The World Health Organization  (WHO) has documented more attacks on health care facilities in Sudan, with 28 documented incidents that killed 8 medical personnel and injured 19.

 

Farhan Haq, a deputy U.N. spokesman, said further reports of other attacks were now being vetted for veracity.

 

Hag added that 17 of these attacks affected the work of medical facilities, including laboratories.

 

The attacks range from violent attacks with weapons, looting, obstruction of access to health care, and forced occupation of facilities.

 

The spokesman stressed the need to protect the safety and (sanctity) of medical care at all times, especially in light of deadly violence when such care is most needed.

 

The United Nations and its partners continue to work to get humanitarian aid to those in need in Sudan, wherever and whenever possible.

 

As the World Food Program resumes its life-saving operations, the first distributions of relief items are being carried out to reach 22,000 people in Gedaref State.

 

The United Nations Population Fund supports vulnerable women and girls in Sudan. The fund’s partners are working to ensure that supplies for safe deliveries and reproductive health needs that were distributed before the current crisis reach functioning hospitals and medical facilities.

 

Over  90 midwives  trained by the United Nations Population Fund  help pregnant women deliver safely, mainly in their homes in the capital, Khartoum.

 

The organization has redeployed and stockpiled more than 10,000 core relief kits across Sudan, while examining options to stock additional supplies in and around Port Sudan.

 

The organization praised neighboring countries for keeping their borders open to people fleeing the fighting in Sudan, and called for increased efforts to improve conditions at border crossings.

 

Support for those fleeing the fighting

As of May 3, more than 11,000 people have crossed from Sudan into Ethiopia. UN partners are providing emergency health services, drinking water, sleeping supplies, high-energy food and transportation services for the arrivals.

 

In Chad, the United Nations High Commissioner for Refugees estimates that some 30,000 people have crossed the border from Sudan. Aid, including food, water and health services, is provided to the arrivals.

 

In the Central African Republic, the UN Humanitarian Coordinator, Mohamed Ayweya, along with the heads of UN agencies and government officials, went to Um Dafouk, on the Sudanese border.
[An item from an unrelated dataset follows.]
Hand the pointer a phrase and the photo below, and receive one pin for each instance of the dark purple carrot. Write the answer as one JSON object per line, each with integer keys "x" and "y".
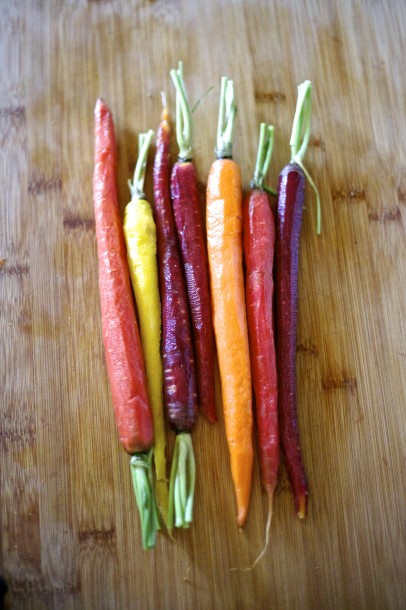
{"x": 185, "y": 202}
{"x": 259, "y": 245}
{"x": 177, "y": 346}
{"x": 291, "y": 195}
The United Nations is scaling up the humanitarian response there to meet the needs of some 9,700 people who have arrived from Sudan.

 

The United Nations Humanitarian Air Service has transported 4.6 million tons of emergency cargo from the capital, Bangui, to Birao, near Om Dafouk.

 

The supplies, provided by five UN agencies, include medicine, water, shelter materials and other basic aid.

 

Armed confrontations  between SAF and RSF broke out in the middle of this month between the army and the Rapid Support Forces in the capital, Khartoum, and a number of minarets in the states of Darfur, killing more than 500 people and injuring thousands, according to the World Health Organization.

 

Thousands of refugees also fled to the  neighboring  countries, in light of the dire humanitarian situation in the country.